Small Business Owners Worrying More
After last week’s news that only 88,000 jobs were added in March comes more disappointment: the March NFIB Index of Small Business Optimism took a dip.
The optimism gauge had showed sustained growth over the past three months. But in March, six of the index’s components declined, with the greatest drops in sales expectations, plans for investing in inventory and labor market indicators.
“After another false start, small-business confidence has sputtered and stalled again. For the sector that produces half the private GDP and employs half the private sector workforce—the fact that they are not growing, not hiring, not borrowing and not expanding like they should be, is evidence enough that uncertainty is slowing the economy,” said NFIB chief economist Bill Dunkelberg. Lawmakers' failure to pass a budget or agree on other pending policies is a major factor behind the surveyed small business owners’ lack of optimism.
NFIB spokesperson Cynthia Magnuson says that while the number one problem facing small business owners in the early part of the recession and recovery was weak sales, the top concern today is taxes, followed by regulations and red tape.
“They were very concerned about the fiscal cliff, which had an impact on their level of certainty, and the health care law continues to concern them,” says Magnuson.
And most business owners don’t see a light ahead. According to Magnuson, 77% of the entrepreneurs surveyed say conditions will be the same or worse in half a year.
“It reinforces the idea that the small business economy isn’t coming back,” says Magnuson.
There was one good sign: small business job creation is up, with average employment increasing by .19 workers per firm in March. But 77% of employers who hired or were trying to hire in the last three months reported that there were few or no qualified applications for the positions they were looking to fill.

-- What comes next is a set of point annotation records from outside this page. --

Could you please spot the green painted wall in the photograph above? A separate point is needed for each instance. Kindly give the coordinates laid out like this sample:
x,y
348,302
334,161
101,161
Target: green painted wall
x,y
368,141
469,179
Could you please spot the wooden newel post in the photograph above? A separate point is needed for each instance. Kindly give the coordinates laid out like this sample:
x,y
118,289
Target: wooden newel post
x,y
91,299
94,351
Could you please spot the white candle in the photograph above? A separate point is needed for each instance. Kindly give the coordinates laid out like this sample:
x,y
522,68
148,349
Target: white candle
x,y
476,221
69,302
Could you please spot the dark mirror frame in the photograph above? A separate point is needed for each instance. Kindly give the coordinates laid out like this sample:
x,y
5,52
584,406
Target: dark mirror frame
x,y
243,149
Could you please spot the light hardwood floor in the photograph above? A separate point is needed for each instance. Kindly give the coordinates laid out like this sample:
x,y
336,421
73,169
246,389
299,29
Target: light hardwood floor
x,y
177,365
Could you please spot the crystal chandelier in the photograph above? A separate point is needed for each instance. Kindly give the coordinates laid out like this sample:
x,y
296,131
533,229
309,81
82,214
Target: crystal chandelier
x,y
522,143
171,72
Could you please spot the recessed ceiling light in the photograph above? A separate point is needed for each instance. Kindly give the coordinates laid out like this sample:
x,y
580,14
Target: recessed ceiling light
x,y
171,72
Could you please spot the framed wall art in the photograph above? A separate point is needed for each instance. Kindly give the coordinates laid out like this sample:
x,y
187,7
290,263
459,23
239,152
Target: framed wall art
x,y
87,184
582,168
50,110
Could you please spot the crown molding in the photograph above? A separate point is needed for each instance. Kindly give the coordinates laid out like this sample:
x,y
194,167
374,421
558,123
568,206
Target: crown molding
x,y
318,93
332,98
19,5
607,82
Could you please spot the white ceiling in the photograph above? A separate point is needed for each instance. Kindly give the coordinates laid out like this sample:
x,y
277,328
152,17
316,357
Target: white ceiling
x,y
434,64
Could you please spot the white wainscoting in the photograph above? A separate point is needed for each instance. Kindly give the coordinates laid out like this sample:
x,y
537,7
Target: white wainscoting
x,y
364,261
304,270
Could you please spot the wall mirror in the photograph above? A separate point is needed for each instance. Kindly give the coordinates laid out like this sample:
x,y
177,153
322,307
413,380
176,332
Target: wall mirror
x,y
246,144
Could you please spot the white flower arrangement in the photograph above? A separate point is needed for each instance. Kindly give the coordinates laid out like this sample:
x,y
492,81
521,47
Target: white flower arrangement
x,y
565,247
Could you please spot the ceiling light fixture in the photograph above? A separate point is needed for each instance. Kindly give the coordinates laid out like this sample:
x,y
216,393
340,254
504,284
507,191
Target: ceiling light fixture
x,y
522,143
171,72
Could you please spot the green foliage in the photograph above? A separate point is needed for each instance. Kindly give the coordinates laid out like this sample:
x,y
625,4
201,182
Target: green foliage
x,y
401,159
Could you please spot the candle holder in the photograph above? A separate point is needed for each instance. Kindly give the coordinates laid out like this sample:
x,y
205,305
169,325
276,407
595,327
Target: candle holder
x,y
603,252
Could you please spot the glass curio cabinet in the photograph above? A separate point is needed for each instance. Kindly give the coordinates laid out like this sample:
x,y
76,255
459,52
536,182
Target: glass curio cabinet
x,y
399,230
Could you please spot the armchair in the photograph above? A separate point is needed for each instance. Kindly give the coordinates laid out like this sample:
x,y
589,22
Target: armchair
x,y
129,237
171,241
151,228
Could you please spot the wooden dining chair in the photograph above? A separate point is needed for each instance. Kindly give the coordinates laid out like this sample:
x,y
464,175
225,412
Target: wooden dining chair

Responding to the suggestion that the recent stock market highs in March might have improved small business confidence, Magnuson says, “We’ve got two different economies: the big businesses that are driven by the stock market, and the small businesses who aren’t publicly traded. They may have some personal investments, but they probably aren’t greatly impacted by what’s going on in Wall Street. The big guys are getting richer, and the small guys are still struggling.”